BLOGGER TEMPLATES - TWITTER BACKGROUNDS

Minggu, 31 Mei 2009

PANCASILA DASAR NEGARA

Waktu pemilihan Presiden dan wakil presiden sudah dekat. Bagi orang awam tentu bingung mau pilih pasangan yang mana, karena ketiga pasang calon sama-sama bagus. Waktu kampanye biasanya rawan, karena kadang ada silang pernyataan yang kadang memicu kesalah fahaman. Hal ini seharusnya dihindari kekuat tenaga oleh team sukses pasangan calon Presiden dan Wakil prsiden, sehingga persatuan dan kesatuan itu menjadi yang utama untuk dijaga dan dipertahankan. Media juga punya peran yang vital untuk senantiasa tidak membesar-besarkan suatu pernyataan yang mengandung unsure-unsur permusuhan.

Karena persatuan dan kesatuan, keharmonisan, kerukunan, kebersamaan bangsa kita adalah hal yang utama, sebagai modal kita berkarya dan mengabdi di bumi tercinta kita ini. Saya jadi teringat” PANCASILA” yang belakangan ini banyak kita lupakan, maka baik bagi saya pribadi untuk sekedar mengingat apa dan bagaimana peran Pancasila sebagai dasar negara.

Pemahaman saya mengenai Pancasila ini bersumber dari hasil diskusi dengan teman-teman yang peduli bangsa , dengan tokoh yang betul-betul mencintai negara ini, mereka tidak rela negara kita hancur, mereka tidak rela negara ini miskin, mereka tidak rela negara ini dicap sebagai teroris, dan mungkin bersumber dari pemahaman keagamaan yang selama ini dan terus selalu saya pelajari.

Pancasila sebagaimana kita ketahui dibuat dalam proses diskusi yang panjang oleh tokoh pendiri bangsa ini yang tidak kita ragukan lagi cintanya terhadap bangsa ini, yang kita tidak ragukan perjuangan beliau-beliau itu untuk bangsa ini, jadi yakinlah bahwa Pancasila adalah produk murni yang dikonsepkan untuk kemerdekaan, kemandirian, dan kemajuan bangsa ini dalam segala aspek kehidupan, baik dunia dan akherat, sekali lagi yakinlah akan hal ini. Betapa tidak bahwa musuh-musuh kita sangat faham akan hal ini, oleh karena itu mereka merongrong pola kehidupan kita tersistematis persis seperti sila-sila dalam Pancasila kita ini.

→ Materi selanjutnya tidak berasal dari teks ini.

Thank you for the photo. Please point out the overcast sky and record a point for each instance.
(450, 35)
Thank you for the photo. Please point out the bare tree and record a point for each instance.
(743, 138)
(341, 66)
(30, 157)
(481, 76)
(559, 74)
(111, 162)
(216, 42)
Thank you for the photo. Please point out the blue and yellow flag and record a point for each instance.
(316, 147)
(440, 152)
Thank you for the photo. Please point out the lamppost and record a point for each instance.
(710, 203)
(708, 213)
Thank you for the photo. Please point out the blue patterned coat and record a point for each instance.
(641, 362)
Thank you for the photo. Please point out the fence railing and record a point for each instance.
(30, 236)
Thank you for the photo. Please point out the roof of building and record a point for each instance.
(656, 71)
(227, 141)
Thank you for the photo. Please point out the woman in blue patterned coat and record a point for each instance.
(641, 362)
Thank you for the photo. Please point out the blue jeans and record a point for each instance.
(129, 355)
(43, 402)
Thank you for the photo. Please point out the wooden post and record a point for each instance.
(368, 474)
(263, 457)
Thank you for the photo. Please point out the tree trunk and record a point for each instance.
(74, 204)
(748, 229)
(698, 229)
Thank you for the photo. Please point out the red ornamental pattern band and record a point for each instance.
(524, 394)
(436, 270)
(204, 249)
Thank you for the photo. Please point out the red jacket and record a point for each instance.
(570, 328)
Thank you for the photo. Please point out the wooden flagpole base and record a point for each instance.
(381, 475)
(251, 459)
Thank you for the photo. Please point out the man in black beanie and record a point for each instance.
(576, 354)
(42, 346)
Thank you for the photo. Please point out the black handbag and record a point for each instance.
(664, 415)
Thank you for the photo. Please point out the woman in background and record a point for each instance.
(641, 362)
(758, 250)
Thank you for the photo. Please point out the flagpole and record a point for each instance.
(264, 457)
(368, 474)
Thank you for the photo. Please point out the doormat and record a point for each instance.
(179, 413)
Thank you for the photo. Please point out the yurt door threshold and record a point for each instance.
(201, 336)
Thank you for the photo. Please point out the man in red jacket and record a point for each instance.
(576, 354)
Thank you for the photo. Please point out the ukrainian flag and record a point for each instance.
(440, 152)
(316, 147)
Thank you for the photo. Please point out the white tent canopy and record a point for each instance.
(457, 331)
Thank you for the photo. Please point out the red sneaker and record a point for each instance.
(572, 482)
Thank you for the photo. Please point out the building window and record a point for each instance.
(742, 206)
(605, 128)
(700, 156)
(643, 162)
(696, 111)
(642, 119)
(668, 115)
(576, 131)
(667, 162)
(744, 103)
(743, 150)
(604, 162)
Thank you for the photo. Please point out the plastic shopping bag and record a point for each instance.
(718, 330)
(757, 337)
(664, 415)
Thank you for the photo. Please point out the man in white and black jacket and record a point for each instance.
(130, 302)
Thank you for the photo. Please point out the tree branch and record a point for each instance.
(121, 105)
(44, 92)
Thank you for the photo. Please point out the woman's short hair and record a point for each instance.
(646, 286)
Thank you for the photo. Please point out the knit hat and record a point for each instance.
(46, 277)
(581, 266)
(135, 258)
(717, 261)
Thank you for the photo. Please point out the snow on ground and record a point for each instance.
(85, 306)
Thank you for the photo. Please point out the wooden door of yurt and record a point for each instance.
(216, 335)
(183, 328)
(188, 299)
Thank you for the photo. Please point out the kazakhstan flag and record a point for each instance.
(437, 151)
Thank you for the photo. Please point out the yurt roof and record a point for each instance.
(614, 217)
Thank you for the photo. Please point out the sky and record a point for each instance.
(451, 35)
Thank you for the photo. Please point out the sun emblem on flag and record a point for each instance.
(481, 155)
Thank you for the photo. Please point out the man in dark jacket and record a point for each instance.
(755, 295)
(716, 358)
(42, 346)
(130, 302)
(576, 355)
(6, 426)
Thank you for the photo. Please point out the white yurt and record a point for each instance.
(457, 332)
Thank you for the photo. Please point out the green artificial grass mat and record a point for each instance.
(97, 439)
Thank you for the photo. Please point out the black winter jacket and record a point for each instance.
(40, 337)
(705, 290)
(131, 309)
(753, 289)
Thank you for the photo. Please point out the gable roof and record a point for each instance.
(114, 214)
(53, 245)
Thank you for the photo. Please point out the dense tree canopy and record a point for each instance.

SILA : KETUHANAN YANG MAHA ESA
Pancasila bukan agama, tapi hanya sebuah faham yang mewadahi kemajemukan agama yang ada dinegara kita. Pendiri bangsa ini menyadari betul bahwa agama adalah hak asasi pribadi, dan tidak ada pemaksaan dalam beragama. Maka sila pertama ini memberi ruang yang sangat luas bagi toleransi beragama. Toleransi adalah memberi keleluasaan kepada saudara yang berlainan agama untuk beribadah sesuai keyakinan masing-masing, bukan kita beribadah ditempat atau dengan cara agama orang lain dan sebaliknya. Kita mesti pegang teguh bahwa agama Hindu itu baik bagi pemeluk Hindu, agama Kristen baik bagi pemeluknya dn seterusnya. Sehinga boleh bagi masing-masing pemeluk menganggap agamanya paliang baik, dengan diikuti pemahaman bahwa agama orang lain itu baik bagi pemeluknya. Sehingga tidak ruang untuk bersilang pendapat dalam urusan ini. Maka konsep berlomba-lomba dalam kebaikan dalam wadah agama masing-masing mendapatkan tempat yang memadai. Sehingga toleransi hanya dalam batas urusam hubungan kemanusian saja bukan dalam urusan pribadatan dan akidah.
Lihatlah kasus Ahmadiyah, kasus terorisme yang mengatasnamakan Islam, kasus Ambon, munculnya sekte-sekte dan aliran-aliran agama yang bermunculan belakangan ini, itu semua dalam rangka memporak-porandakan kehidupan beragama kita waspadalah dan bersungguh-sungguhlah dalam memahami masalah ini karena masalah ini yang paling rawan dalam tataran kehidupan berbangsa kita. Agama adalah urusan yang paling sensitive dalam kehidupan seseorang.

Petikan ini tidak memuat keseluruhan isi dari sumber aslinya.